Chapter 55 Zoom session in Finance and Data-Science

Minwoo Choi

This Zoom session was held on Wed (Mar 18) at 4:00 EST

(Food for thought) Systemic approach and its application in finance has a very long history. Systemic trading, ML driven factor / alpha engine has been around quite a while even though no one really knows what is actually going on in the industry, it is a very secretive world ! Financial industry, especially trading and investment management business, is an extremely closed community that is entirely competition driven. Hence, it is very rare to experience other company’s in-house research and models. Also, in my opinion, there is a huge gap between what we learn in school and cutting-edge models being used in secretive quantitative trading firms.

This is one reason I am not a big fan of finance anymore. Based on my short experience outside of the financial industry, I feel that other data science communities are more open and collaboration based. (e.g. think about Stackoverflow… and TensorFlow is free, but Bloomberg terminal costs 30k per year)

Second big difference is, data in finance is not static and much more vulnerable to a sudden regime change. For example, global macro situations, market liquidity can be purely driven by sudden change in central bank policy. Unlike natural phenomena, the market is man-made and driven by unnatural forces. Market intervention, manipulation is more often than outsiders believe.

So, I hear many times (even though mine is at best second hand opinions) that looking into ‘mean-reversion’, ‘overbought, oversold’ indicators will provide a better opportunity than just looking at ‘static’ price data.

Darko Matovski, CEO of CausaLens, explained two major pitfalls of applying ML in finance data during the AI and DS in Trading event held this week. ‘Let’s imagine applying deep-learning to US mortgage data that had never failed for 100 years, and make a prediction.
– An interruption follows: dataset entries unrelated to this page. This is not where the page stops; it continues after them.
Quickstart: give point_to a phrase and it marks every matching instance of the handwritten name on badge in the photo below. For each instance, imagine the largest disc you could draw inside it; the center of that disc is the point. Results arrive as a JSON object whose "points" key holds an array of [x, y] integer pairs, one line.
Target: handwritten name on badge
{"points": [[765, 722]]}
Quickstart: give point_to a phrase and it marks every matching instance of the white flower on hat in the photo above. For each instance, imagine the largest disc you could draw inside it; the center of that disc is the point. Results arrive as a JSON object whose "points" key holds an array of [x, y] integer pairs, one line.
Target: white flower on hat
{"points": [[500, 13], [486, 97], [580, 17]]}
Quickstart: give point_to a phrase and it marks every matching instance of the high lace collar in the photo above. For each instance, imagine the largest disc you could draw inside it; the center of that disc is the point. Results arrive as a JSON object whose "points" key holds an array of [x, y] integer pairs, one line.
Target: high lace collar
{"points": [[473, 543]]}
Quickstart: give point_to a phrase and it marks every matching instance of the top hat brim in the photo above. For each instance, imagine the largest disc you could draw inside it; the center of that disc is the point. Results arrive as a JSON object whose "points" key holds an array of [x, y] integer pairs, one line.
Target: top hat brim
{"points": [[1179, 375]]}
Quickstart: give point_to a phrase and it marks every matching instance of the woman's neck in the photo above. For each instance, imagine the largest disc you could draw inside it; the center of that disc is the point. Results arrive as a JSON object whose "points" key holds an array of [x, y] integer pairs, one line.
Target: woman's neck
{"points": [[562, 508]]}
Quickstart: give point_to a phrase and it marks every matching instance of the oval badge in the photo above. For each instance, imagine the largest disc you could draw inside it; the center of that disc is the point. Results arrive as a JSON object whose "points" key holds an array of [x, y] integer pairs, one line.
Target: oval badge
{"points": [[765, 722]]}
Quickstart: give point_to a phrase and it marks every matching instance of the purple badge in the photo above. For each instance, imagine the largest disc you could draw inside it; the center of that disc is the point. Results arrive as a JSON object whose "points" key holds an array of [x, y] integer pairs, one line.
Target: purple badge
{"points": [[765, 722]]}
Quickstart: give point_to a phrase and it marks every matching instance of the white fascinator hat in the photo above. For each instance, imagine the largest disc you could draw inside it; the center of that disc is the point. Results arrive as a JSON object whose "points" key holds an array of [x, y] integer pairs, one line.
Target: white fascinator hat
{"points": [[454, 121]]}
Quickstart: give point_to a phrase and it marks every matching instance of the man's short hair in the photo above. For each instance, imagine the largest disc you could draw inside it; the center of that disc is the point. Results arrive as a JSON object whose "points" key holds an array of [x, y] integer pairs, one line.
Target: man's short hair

And recall what happened during a financial crisis in a sudden shift in price dynamics.’ He also emphasized that finance data frequently shows sudden regime change, and having a proper ‘state status’ setup is crucial for reinforcement learning. (Of course, he did not reveal his way of building a better simulator, his proprietary models are reserved for clients only !) Also, another common problem in ML in finance is people tend to confuse ‘correlation’ to ‘causality’.

Jeff Wecker, CTO of TwoSigma, made another good point during the conference about financial data. What is special about financial data and its usefulness? In a typical ML or data-science problem, we strive to make a better prediction using our data. One major problem of using data for solving financial problems in pursuit of maximizing profit is decaying value of data. First user who developed a fancy data model takes the most benefit, and then naturally the industry is being crowded as other users jump in and make a similar prediction based on the same data. Therefore, the benefit of making a similar prediction and solving a similar financial problem is rapidly decaying. This is not always the case in other technology fields.

Of course, there’s lots of areas where we can apply data-science, ML techniques in finance. Any classification, NLP can help operations perform better and save costs. Document sorting, classification, or making credit decisions, providing a financial planning solution can be rather easily automated using ML techniques.

One other interesting area could be using K-mean clustering for categorizing financial assets into multiple groups. This simple technique could be used for liquidity monitoring based on daily trading volume or volatility, also for categorizing assets into different risk groups for better portfolio management as well.